Shi Feng çevresini gözlemlerken aniden su havuzunun hayal ettiğinden çok daha büyük olduğunu keşfetti. Daha önce karanlıktan dolayı hiçbir şey göremiyordu. Artık Buz Mavisi Şeytan Alevi’ne sahip olduğu için her şeyi net bir şekilde görebiliyordu.
Bu nasıl havuzdu? Aslında altında bir avlu vardı!
Bu nedenle Shi Feng, inişini hızlandırarak aşağı doğru yüzmeye başladı.
Havuzun dibindeki avlu eski görünüyordu. Mimari tarzı şu anki Tanrı’nın Alanında gördüğü binalardan tamamen farklıydı. Efsanelerde bahsedilen Elysium’a benziyordu. Büyüleyiciydi.
Burası çok güzel olmasına rağmen Shi Feng büyük bir tehlikeyi hissedebiliyordu. Üstelik ister bu hayatında ister önceki hayatında olsun, bu şimdiye kadar hissettiği en güçlü tehlike duygusuydu.
Sistem: Ebedi Avluyu keşfettiniz.
_Orası burası olmalı._ Shi Feng, avludan gördüğü kapalı kapısı olan spiral binaya doğru yüzdü.
Yıldız Gözlem Kulesi bile bu güzel ve mistik yerin yanında sönük kalıyordu. Shi Feng’in hissettiği tehlike olmasaydı durup manzaraya hayran kalırdı.

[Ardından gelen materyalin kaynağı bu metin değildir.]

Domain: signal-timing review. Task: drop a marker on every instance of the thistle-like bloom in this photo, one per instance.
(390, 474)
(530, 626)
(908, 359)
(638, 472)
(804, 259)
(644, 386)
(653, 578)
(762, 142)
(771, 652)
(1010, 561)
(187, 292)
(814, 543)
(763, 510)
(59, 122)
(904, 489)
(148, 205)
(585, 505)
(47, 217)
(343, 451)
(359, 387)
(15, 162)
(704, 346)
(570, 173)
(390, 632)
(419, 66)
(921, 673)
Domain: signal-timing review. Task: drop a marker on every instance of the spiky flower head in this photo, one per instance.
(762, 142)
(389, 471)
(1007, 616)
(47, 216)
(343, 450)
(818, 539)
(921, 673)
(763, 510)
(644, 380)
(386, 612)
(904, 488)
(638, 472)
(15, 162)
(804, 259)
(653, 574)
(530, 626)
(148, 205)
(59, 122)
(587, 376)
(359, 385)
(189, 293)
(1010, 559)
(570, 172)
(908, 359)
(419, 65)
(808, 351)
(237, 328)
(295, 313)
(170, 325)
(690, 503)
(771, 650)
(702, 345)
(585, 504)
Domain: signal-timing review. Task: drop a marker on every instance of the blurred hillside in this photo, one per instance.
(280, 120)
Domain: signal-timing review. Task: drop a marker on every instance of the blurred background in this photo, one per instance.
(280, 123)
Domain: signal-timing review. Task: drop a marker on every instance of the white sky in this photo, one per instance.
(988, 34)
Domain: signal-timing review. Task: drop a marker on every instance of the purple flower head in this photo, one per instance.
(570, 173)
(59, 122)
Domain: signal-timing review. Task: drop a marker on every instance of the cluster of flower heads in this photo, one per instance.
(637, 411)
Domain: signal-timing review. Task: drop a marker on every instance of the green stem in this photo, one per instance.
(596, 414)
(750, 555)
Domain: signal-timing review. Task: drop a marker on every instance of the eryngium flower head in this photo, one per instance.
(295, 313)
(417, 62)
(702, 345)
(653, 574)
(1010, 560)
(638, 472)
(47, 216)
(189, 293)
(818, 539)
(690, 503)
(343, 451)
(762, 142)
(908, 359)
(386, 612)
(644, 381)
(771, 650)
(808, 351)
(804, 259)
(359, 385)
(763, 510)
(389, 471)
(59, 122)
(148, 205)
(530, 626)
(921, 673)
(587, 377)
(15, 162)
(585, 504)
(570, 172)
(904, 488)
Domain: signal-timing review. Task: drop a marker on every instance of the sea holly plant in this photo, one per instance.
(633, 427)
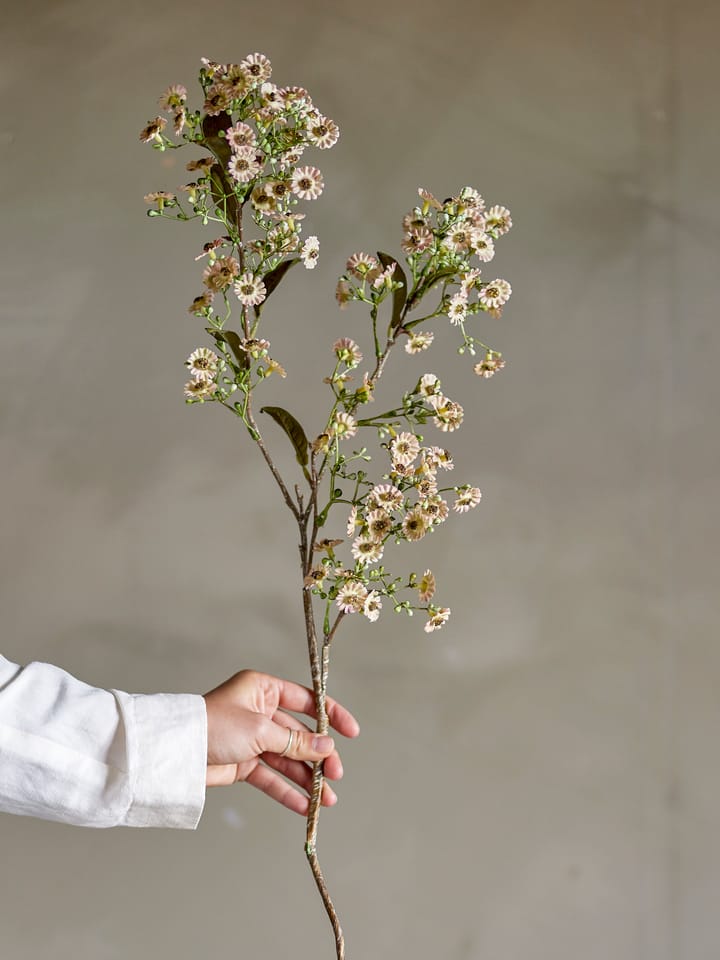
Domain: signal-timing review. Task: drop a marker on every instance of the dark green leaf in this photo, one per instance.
(399, 294)
(273, 278)
(293, 429)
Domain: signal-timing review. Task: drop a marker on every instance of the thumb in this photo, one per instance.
(298, 744)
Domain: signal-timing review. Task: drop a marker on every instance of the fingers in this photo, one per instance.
(302, 700)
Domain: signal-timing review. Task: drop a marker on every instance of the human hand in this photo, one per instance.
(249, 730)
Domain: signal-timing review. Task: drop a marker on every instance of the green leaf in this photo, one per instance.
(273, 278)
(293, 429)
(399, 294)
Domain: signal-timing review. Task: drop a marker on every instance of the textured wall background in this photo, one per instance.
(539, 780)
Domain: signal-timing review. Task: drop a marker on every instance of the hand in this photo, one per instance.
(248, 729)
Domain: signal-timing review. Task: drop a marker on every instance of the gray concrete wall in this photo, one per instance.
(541, 779)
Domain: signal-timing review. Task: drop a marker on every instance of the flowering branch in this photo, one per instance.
(249, 182)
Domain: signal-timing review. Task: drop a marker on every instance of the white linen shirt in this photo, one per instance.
(99, 758)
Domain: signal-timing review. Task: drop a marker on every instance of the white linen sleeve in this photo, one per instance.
(99, 758)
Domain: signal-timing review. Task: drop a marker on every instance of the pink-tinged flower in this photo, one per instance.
(250, 290)
(307, 183)
(495, 294)
(243, 166)
(322, 132)
(310, 253)
(174, 97)
(347, 351)
(415, 241)
(448, 414)
(343, 426)
(351, 597)
(468, 498)
(352, 521)
(490, 365)
(429, 199)
(438, 617)
(484, 248)
(434, 509)
(372, 605)
(426, 587)
(429, 385)
(498, 220)
(404, 448)
(200, 388)
(415, 525)
(257, 66)
(385, 496)
(457, 308)
(366, 550)
(437, 458)
(343, 293)
(240, 135)
(468, 281)
(203, 362)
(417, 342)
(201, 304)
(461, 237)
(220, 274)
(379, 524)
(153, 130)
(363, 266)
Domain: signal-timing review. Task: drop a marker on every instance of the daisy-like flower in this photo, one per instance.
(457, 308)
(468, 498)
(385, 496)
(310, 253)
(438, 617)
(322, 132)
(426, 587)
(307, 183)
(343, 426)
(483, 247)
(437, 458)
(461, 237)
(495, 294)
(498, 220)
(366, 550)
(203, 362)
(372, 605)
(415, 525)
(257, 66)
(250, 290)
(174, 97)
(448, 414)
(153, 130)
(347, 351)
(429, 385)
(200, 388)
(490, 365)
(363, 266)
(404, 448)
(201, 304)
(244, 165)
(379, 524)
(417, 342)
(219, 274)
(240, 135)
(415, 241)
(351, 597)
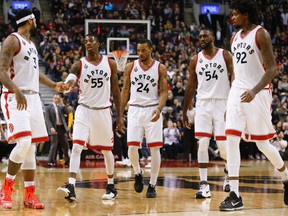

Sıkıca kapatılmış kapı altından yapılmıştı ve üzerine birçok çizim kazınmıştı. Bu çizimler Kadim Tanrıların yok edilişiyle ilgili görünüyordu. Shi Feng, tanıdığı bir Antik Tanrı’nın, Alacakaranlık Tanrıçasının imajını bile keşfetmişti.
Bir çeşit güç altın kapıyı koruyordu ve onu dış güçlerle yok etmek imkansızdı. Şu anda Shi Feng, kapıda bir anahtar deliği keşfettiği için görüntüleri incelemeyi düşünmüyordu. Bu arada, bu anahtar deliği bir güneş görüntüsünün ortasındaydı. Shi Feng daha sonra Doren’in Anahtarını çıkardı ve yavaşça çevirerek anahtar deliğine yerleştirdi.